# Questions/Suggestions about Sylml as Breeder Choice



## DogLover24 (Aug 2, 2015)

Hello, I'm new to this site. Hope you're all doing well!

My wife and I recently married and are looking into getting a dog together. Neither of us have had dogs for awhile, her last being a Border Collie and mine being a German Sheppard/Chow Chow mix, so we're both pretty excited about it!

After a lot of searching of various dog breeds we stumbled upon the Cockapoo. We did some research and finally decided on them. 

After a little more research we've found a few breeders, but as this is the first time either of us will be getting a dog ourselves we wanted to try and get some more immediate feedback if at all possible.

I've seen quite a few good things about Sylml/Pinetreecockapoo, but I was wondering if anyone here had any personal experience with them? Dover Doodles is another one we looked into. Also, does anyone know of any breeders located in South West, UK?

If anyone has any advice or feedback that'd be fantastic!


----------



## 2ndhandgal (Aug 29, 2011)

I have messaged you


----------



## DogLover24 (Aug 2, 2015)

Doesn't look like I can send a PM back as my account is new but thank you for the feedback! 

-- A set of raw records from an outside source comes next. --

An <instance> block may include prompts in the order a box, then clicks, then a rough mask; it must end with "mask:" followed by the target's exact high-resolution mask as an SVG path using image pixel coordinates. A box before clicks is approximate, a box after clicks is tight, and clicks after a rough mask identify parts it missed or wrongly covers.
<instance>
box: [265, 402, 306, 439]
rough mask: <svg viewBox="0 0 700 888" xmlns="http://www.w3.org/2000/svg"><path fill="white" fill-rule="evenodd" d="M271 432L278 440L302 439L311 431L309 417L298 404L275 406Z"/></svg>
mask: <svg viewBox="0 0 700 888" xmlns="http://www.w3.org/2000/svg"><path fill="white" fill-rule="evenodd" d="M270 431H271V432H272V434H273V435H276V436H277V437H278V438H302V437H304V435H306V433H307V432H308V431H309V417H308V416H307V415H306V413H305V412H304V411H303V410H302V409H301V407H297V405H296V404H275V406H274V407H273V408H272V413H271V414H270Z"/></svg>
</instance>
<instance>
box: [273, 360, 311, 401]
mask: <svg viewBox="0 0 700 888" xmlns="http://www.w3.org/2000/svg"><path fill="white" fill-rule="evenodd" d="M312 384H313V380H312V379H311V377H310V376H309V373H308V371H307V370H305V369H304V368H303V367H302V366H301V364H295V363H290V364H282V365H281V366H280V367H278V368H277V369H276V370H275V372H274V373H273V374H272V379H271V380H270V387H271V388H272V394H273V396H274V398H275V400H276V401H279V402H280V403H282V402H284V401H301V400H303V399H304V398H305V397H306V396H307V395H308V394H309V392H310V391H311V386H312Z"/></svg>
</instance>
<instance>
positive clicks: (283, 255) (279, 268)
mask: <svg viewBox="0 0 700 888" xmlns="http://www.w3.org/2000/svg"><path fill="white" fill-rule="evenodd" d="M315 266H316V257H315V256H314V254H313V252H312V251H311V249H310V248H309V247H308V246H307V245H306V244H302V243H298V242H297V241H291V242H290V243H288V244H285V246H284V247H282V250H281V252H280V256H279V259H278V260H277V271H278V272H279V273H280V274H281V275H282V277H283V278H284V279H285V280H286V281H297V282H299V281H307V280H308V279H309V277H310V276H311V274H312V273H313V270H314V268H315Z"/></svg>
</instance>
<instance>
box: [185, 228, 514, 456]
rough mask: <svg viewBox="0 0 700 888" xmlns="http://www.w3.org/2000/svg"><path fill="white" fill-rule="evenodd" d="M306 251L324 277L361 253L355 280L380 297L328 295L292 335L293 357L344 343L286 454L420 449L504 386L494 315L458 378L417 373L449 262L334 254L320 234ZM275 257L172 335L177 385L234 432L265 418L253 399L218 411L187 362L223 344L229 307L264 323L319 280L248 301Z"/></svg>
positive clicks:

We'll keep looking, but again if you or anyone else who sees this thread has any suggestions on other breeder's in or near the south west we'd welcome it.


----------



## Penny59 (Mar 30, 2016)

Hello, I've just started looking for a cockapoo around the Midlands, East Anglia. Would you mind letting me know about Sylml and if you found a breeder you were happy with.


----------



## wilfiboy (Sep 18, 2010)

If you enter Sylml in the search box at the top of the page then it will show you the threads or posts where they have been discussed previously x


----------



## 2ndhandgal (Aug 29, 2011)

I have sent a message


----------